The settlement is being administered by Concilia Services Inc., which manages the claims process. You can file your claim through the official settlement website at canadian23andmesettlement.ca, or you can contact the claims administrator directly at 1-888-770-8437 or 23andMe@conciliainc.com. The website provides a claims form where you’ll need to provide your personal information, proof that you were a 23andMe customer during the eligible period, and if claiming documented expenses, receipts for those costs.
To maximize your claim, gather several key documents before filing. You’ll need your 23andMe account information or the notification email you received from the company about the breach, receipts for any qualifying expenses (bank statements, credit card statements, or invoices work well), and documentation of your residency status during the breach period. The process is straightforward if you have your documentation ready, but the deadline is firm—you must submit your claim by June 25, 2026, at 11:59 p.m. Pacific Time.
What’s the Deadline and What Happens If You Miss It?
The claims window closes on June 25, 2026, at 11:59 p.m. PT. This is not a flexible deadline—claims submitted even one minute after this time will not be accepted. Given that we are currently in March 2026, you have approximately three months to gather your documents and file.
If you miss this deadline, you forfeit your right to compensation from this settlement, and there is no appeals process or extension for late claims. One critical warning: don’t confuse this deadline with other dates. The settlement was officially approved on March 16, 2026, and the original settlement agreement was reached on September 5, 2025, but June 25, 2026, is the only deadline that matters for claimants. If you have documentation of eligible expenses, prioritize filing early rather than waiting until the last week. Settlement claims sometimes experience processing delays, and filing early ensures your claim is received before the deadline.
What Is the Nature of the Data Breach That Led to This Settlement?
In October 2023, 23andMe publicly disclosed that hackers had accessed approximately 6.9 million user accounts through credential stuffing attacks. This technique exploits previously compromised usernames and passwords from unrelated data breaches to gain unauthorized access to accounts at other companies. The personal data exposed included genetic information, family connections, health information, and other sensitive data that users had entered into the 23andMe platform.
The stolen data was subsequently offered for sale on the dark web, heightening privacy concerns. Notably, 23andMe did not admit guilt or liability as part of this settlement agreement, a standard legal provision that allows companies to settle without accepting responsibility. However, the company agreed to pay the settlement amount and implement improved security measures going forward. For claimants, the relevant fact is that 23andMe verified your data was compromised and notified you; whether the company admits liability is a legal distinction that doesn’t affect your eligibility or compensation amount.
Why Settlements Like This Matter and What’s Next?

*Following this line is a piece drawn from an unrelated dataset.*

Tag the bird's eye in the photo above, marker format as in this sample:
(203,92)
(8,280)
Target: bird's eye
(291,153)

The 23andMe settlement represents an important recognition that genetic and health data companies must be held accountable for security failures. As more people use direct-to-consumer DNA testing and health platforms, these companies hold increasingly sensitive personal information. When breaches occur, settlements like this one provide a mechanism for consumers to recover some of their losses and incentivize companies to improve security practices.
Moving forward, if you’re a 23andMe customer, review your account security settings, enable two-factor authentication, and monitor your accounts for suspicious activity. The lesson from this breach applies broadly: any company holding your genetic or health data should be viewed as a security-critical entity deserving of strong passwords and account protection measures. While settlements can’t undo the privacy violation, they provide financial recognition of the harm caused and help fund better security standards across the industry.